Successfully persuading others to adopt your point of view is a matter of neither magic nor luck. It's a skill and like any skill, improvement takes know—how, opportunity, and practice. In this column, Naomi Karten offers pointers to help you strengthen your persuasion skills.
When I ask audience members who of them would like to be more persuasive, hands shoot up. Yet, many people approach persuasion in a way that undermines their chance of success; in the process, they succeed only at being unpersuasive.
I recall, for example, the project manager whose hotheadedness led customers to discount even her most astute ideas. And the developer who pooh-poohed everyone else's needs, yet wanted them to rally around his own. And the IT director who was such a relentless talkaholic that people took circuitous routes around the floor to avoid him.
Make no mistake: The starting point in being persuasive is to build trust and credibility so that when you seek to persuade, people will give you a fair hearing. You can then draw from the following suggestions to successfully prepare and present your case.
Choose Your Cases Wisely
If you repeatedly try to gain buy-in for things that are exceedingly unlikely, blatantly unrealistic, or technically impossible, you risk creating a cry-wolf reaction in those you're trying to persuade. Once that happens, they won't take you seriously when you have a legitimate matter to put forward.
Still, sometimes it's worth a shot. One project manager, Cliff, summoned the courage to ask his boss for a three-month leave to pursue some personal goals. Cliff was so sure the answer would be "Are you out of your mind?" that he almost didn't hear his boss say, "OK, let's find a way to make this happen."
Be Specific about Your Desired Outcome
If, for example, you'd like more (of whatever), be precise. Two additional testers or twelve? Five new laptops or fifteen? An extra week or two months? And explain why. Most people want to know the "why" behind the "what."

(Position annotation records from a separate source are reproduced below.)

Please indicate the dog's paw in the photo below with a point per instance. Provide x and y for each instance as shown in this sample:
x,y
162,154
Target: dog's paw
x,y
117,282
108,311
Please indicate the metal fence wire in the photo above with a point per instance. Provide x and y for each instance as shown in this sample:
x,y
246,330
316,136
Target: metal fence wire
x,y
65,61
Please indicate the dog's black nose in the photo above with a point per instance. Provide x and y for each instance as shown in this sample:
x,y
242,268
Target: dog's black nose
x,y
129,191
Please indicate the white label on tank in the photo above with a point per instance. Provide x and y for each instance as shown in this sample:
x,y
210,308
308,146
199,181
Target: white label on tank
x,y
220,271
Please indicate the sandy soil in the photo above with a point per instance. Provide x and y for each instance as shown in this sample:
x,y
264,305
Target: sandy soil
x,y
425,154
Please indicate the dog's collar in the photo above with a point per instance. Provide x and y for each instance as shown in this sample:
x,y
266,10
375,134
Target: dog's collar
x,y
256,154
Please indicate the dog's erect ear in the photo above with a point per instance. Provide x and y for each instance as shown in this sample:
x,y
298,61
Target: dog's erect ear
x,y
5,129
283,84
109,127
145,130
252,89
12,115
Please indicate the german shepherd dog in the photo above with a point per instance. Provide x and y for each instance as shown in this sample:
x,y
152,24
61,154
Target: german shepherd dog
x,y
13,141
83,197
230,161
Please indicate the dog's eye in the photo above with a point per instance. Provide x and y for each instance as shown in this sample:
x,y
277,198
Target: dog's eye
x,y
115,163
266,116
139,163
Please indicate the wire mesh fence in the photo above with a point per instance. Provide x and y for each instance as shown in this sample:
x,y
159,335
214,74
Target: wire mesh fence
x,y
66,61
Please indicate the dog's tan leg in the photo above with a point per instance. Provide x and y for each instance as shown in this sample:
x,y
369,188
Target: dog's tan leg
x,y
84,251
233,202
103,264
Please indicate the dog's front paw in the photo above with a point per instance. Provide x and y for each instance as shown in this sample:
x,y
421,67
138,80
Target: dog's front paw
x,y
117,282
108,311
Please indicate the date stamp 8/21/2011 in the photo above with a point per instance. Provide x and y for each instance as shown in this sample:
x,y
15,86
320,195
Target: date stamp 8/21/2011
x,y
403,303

To support your proposal, gather as much relevant data as you can. This will show you've given the matter serious thought and are not just acting on a whim. The fact that you've done your homework gives you a distinct advantage over those who demand, plead, or whine in hopes of being persuasive.
Do for Others before Asking Them to Do for You
According to the reciprocity principle, people feel obligated to give back when a favor—even an unrequested favor—has been done for them. In my favorite book on persuasion, Influence, author Robert Cialdini points out that even people we don't like have an improved chance of getting us to do what they want merely by doing us a small favor beforehand. According to Cialdini, the result is often a positive response to a request "that, except for an existing feeling of indebtedness, would have surely been refused."
This principle has chilling implications when applied for nefarious purposes. But what could be better than providing genuine value to others as a consistent practice? Then, when you seek their support for something that's important to you, they may be more inclined to give it.